Later that year, Talos responded to a major cyber attack against the Winter Olympics in Pyeongchang, South Korea. Eventually dubbed “Olympic Destroyer,” Talos found the actors wanted to completely wipe computers used on-site for the opening ceremony, rendering them unusable. The cyber attack disrupted the Olympics' official website the day before the opening ceremony, and attendees were unable to access the site or print their tickets to attend the Olympic events. The Wi-Fi in Pyeonchang Olympic Stadium also stopped working for several hours before returning to normal. Although several media outlets reported the attack came from a Russian threat actor, Talos stated there was too much doubt surrounding this assertion to attribute the attack confidently. Talos has since gone on to work on Olympic cybersecurity at other Games.  
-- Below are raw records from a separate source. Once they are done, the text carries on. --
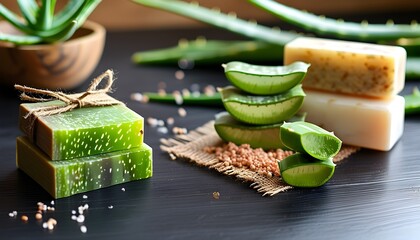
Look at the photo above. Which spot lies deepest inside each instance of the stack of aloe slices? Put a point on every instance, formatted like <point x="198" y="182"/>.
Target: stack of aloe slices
<point x="262" y="98"/>
<point x="262" y="111"/>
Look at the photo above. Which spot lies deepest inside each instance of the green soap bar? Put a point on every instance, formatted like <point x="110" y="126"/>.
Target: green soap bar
<point x="83" y="131"/>
<point x="68" y="177"/>
<point x="257" y="136"/>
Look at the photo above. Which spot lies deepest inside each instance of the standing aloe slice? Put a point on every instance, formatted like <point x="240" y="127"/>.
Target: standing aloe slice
<point x="302" y="170"/>
<point x="253" y="109"/>
<point x="309" y="138"/>
<point x="257" y="136"/>
<point x="265" y="80"/>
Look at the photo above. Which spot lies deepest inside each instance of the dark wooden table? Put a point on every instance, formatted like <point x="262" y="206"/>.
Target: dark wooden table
<point x="373" y="195"/>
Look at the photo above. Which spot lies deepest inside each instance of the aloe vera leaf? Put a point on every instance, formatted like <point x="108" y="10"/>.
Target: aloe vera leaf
<point x="311" y="139"/>
<point x="412" y="67"/>
<point x="64" y="34"/>
<point x="412" y="102"/>
<point x="265" y="80"/>
<point x="20" y="40"/>
<point x="45" y="14"/>
<point x="340" y="29"/>
<point x="13" y="19"/>
<point x="207" y="52"/>
<point x="68" y="26"/>
<point x="257" y="136"/>
<point x="86" y="11"/>
<point x="29" y="10"/>
<point x="70" y="11"/>
<point x="301" y="170"/>
<point x="201" y="99"/>
<point x="260" y="110"/>
<point x="221" y="20"/>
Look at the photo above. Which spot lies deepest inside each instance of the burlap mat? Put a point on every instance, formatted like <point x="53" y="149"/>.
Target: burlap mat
<point x="191" y="147"/>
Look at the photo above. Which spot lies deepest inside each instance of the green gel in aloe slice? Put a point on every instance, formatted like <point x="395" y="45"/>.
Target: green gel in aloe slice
<point x="309" y="138"/>
<point x="257" y="136"/>
<point x="302" y="170"/>
<point x="259" y="110"/>
<point x="265" y="80"/>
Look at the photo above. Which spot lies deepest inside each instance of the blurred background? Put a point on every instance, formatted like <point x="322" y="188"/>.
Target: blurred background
<point x="124" y="14"/>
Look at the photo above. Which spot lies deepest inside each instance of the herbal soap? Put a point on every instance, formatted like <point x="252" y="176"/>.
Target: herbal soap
<point x="362" y="69"/>
<point x="370" y="123"/>
<point x="68" y="177"/>
<point x="83" y="131"/>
Talos has been heavily involved in protecting Ukraine’s network during the 2022 Russo-Ukrainian War. The company announced in early March 2022 that it was directly operating security products 24/7 for critical customers in Ukraine. More than 500 employees in Cisco were assisting at the time in collecting open-source intelligence for Talos to act on. Talos researchers also created Ukraine-specific protections based on the intelligence they received. The company also wrote about several different cyber attacks targeting Ukraine during Russia’s invasion, including several spam campaigns and wiper malware families.

Vulnerability Research 
Cisco Talos has a Vulnerability Research team that identifies high-priority security vulnerabilities in computer operating systems, software and hardware, including platforms like ICS and IoT systems. This team works with vendors to disclose and patch more than 200 vulnerabilities a year.